Estou numa cadeira de madeira maciça, antiquada, com
braços. Estou na cadeira, amarrada de mãos, pés e tronco. Não me consigo libertar ou
praticamente mover. Atrás de mim está um homem. Sinto o corpo dele encostado no
meu, onde terminam as costas da cadeira e começam as minhas. Nesse espaço de
contacto físico sinto a volumosa erecção quente dele empurrada contra mim. Não
vejo o homem. Só o sinto. Sei que está vestido e levemente perfumado. Sei que
tem luvas pretas, de cabedal. Sinto o toque do cabedal na minha pele, no meu
pescoço, na minha nuca, no meu cabelo. Aperta-me levemente o pescoço. Prende o
meu cabelo na mão e enrola-o como se fosse uma corda. Dói-me, mas não me
queixo. Mordo levemente o lábio. Desliza as mãos sobre o meu peito, agarra as minhas mamas com vontade. O cabedal sobre a minha pele, sobre os meus mamilos, excita-me. Mantendo-se atrás da cadeira, as suas luvas percorrem levemente a barriga e separam-se para acariciar as minhas coxas, aproximando-se lentamente do meu sexo. Toca apenas nos lábios, provoca-me beliscando-os levemente, apertando-os entre o cabedal. Circunda o meu clit proeminente e penetra-me de uma só vez, fode-me com a luva. O contacto do cabedal com a minha cona molhada dá-me uma sensação de prazer imenso. Subitamente, o homem levanta-se e empurra a minha cabeça em frente,
enterrando a minha cara no sexo húmido aberto para mim. Empurra-me até eu não
conseguir respirar. Primeiro instinto: debato-me, agito-me na cadeira sem
conseguir libertar-me. Começo a mexer a cabeça para tentar respirar. E começo a
ficar tonta, sem ar, com os meus sentidos invadidos pelo cheiro quente daquele
sexo. Paro. Sinto a pélvis dela a ondular contra mim, a despertar-me. Começo a
beijá-la devagar, a descobrir como me sinto e a descobrir que gosto daquele
sabor. O homem puxa-me pelo cabelo, afasta-me da mulher. Olho em frente e
deparo com várias mulheres sentadas numa mesa giratória, sentadas mesmo na
beirinha, nuas e de pernas afastadas expondo os seus sexos convidativos,
molhados. Ainda não recuperada da visão, a mesa roda, e o homem empurra-me
contra uma nova cona húmida e ávida de atenção. Percorro com vontade cada
recanto, deliciando-me com aquele sabor. Novamente afastada, nova volta e sou
novamente forçada contra uma nova vulva palpitante que penetro com a minha
língua, sentindo-a mover-se contra a minha boca, a gozar cada movimento.
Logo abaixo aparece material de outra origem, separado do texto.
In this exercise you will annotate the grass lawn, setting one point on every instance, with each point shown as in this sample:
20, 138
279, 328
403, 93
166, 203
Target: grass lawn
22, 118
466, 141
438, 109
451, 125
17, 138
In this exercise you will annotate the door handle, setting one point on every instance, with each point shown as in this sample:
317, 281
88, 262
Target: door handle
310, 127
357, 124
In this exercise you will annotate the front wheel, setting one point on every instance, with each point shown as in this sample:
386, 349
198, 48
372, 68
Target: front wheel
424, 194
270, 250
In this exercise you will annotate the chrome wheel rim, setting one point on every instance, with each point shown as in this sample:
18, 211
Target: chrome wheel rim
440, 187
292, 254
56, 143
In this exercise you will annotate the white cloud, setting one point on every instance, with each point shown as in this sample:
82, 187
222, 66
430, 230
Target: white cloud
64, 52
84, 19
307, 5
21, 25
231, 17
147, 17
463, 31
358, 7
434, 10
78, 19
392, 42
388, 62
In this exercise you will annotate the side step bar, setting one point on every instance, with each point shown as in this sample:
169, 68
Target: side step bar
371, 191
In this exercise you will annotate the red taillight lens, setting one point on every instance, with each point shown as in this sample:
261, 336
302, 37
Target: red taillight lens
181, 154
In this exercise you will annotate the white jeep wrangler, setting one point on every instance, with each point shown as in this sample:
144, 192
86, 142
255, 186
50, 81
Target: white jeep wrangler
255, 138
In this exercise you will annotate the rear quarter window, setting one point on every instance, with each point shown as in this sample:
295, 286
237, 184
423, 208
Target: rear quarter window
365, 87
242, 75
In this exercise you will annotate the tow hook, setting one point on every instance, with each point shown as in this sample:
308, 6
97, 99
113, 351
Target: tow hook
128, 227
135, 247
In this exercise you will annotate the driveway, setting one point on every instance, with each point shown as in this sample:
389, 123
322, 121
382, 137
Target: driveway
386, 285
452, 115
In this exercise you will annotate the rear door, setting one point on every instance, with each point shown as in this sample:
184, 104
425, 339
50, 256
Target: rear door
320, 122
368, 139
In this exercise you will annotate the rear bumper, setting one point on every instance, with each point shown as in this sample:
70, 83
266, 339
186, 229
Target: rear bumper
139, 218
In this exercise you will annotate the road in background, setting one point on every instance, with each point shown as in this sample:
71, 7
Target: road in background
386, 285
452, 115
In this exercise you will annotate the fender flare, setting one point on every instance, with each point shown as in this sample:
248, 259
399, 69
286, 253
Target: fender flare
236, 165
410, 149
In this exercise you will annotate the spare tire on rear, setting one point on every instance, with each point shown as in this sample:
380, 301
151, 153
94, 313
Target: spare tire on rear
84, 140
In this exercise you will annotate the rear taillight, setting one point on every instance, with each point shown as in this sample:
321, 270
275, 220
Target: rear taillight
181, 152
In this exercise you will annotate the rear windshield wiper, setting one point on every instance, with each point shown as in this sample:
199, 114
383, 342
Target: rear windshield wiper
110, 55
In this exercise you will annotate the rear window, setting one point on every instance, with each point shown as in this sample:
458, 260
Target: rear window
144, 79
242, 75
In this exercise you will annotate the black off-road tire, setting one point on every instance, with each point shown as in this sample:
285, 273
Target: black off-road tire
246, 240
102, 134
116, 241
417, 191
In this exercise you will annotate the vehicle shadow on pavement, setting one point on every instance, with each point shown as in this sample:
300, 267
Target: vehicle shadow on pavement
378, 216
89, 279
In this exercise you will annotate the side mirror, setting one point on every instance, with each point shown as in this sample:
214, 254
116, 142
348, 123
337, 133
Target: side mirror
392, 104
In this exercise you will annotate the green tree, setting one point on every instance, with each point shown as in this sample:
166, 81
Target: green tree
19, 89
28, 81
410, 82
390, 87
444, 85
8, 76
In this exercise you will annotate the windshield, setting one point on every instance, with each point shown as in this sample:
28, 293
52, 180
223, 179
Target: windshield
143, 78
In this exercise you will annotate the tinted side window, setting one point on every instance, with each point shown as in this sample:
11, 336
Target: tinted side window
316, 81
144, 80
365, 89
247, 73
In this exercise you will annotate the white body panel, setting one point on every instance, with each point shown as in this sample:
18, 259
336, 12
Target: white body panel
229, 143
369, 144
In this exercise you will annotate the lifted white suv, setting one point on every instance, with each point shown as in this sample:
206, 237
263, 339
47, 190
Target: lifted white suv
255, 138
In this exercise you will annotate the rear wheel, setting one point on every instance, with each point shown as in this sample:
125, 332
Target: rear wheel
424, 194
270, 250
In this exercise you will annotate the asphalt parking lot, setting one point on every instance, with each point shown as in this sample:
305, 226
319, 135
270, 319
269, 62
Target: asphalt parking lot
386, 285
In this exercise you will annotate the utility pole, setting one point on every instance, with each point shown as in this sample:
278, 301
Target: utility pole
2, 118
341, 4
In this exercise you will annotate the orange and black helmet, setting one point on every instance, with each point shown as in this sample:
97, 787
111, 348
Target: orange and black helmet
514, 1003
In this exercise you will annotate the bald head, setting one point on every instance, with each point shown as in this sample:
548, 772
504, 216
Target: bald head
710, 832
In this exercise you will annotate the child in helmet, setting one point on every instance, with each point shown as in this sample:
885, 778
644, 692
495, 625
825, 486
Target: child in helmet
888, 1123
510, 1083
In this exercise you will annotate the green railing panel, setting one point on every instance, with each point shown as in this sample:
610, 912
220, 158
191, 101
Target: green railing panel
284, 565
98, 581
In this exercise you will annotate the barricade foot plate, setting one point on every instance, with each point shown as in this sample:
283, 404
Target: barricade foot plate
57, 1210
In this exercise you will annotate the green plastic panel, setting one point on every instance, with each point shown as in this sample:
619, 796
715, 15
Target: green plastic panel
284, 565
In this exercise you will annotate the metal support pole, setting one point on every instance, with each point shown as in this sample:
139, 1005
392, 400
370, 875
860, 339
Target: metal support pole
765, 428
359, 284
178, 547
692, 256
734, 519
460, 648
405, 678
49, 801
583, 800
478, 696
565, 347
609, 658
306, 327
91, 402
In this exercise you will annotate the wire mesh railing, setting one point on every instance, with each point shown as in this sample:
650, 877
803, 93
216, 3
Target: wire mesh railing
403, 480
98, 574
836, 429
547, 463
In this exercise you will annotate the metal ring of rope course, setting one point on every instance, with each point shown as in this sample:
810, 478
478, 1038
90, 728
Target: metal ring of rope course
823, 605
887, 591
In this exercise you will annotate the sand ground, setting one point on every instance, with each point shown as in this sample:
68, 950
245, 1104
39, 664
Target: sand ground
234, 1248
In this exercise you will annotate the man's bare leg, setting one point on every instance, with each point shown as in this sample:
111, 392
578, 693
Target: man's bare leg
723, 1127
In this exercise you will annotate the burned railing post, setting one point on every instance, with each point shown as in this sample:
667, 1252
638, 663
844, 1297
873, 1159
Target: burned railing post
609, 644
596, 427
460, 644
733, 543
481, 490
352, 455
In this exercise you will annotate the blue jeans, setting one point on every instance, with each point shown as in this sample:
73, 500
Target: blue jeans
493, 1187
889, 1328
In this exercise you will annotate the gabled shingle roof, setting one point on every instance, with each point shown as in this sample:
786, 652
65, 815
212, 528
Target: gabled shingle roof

Rapidamente o homem me oferece um novo sexo, que me permite apenas beijar,
fazendo nova troca. O contacto é cada vez mais curto, a velocidade da mesa é
cada vez maior e a minha tesão cada vez mais descontrolada. Inesperadamente, as
mulheres descem da mesa e apoderam-se do meu corpo sedento e indefeso, ainda
amarrado. Afastam-me as pernas e devoram-me a cona, as mamas, o pescoço, a
boca, os dedos, tudo quanto alcançam, sinto mãos incontáveis sobre mim, bocas
provocantes, mamas na minha cara e sexos esfregados contra o meu corpo. Acordo.
Fodes-me por trás. Adormeci como habitual de pernas afastadas e apercebeste-te
que estava num sonho, agitada, a gemer e descobriste-me mais molhada do que
nunca, excitada por uma boa foda. Não resististe a penetrar-me sem pedir, mesmo
adormecida como estava fodes-me por trás enquanto me exploras com a mão. Acordo
num orgasmo descontrolado. Ainda mal recuperada de tanta intensidade, viras-me.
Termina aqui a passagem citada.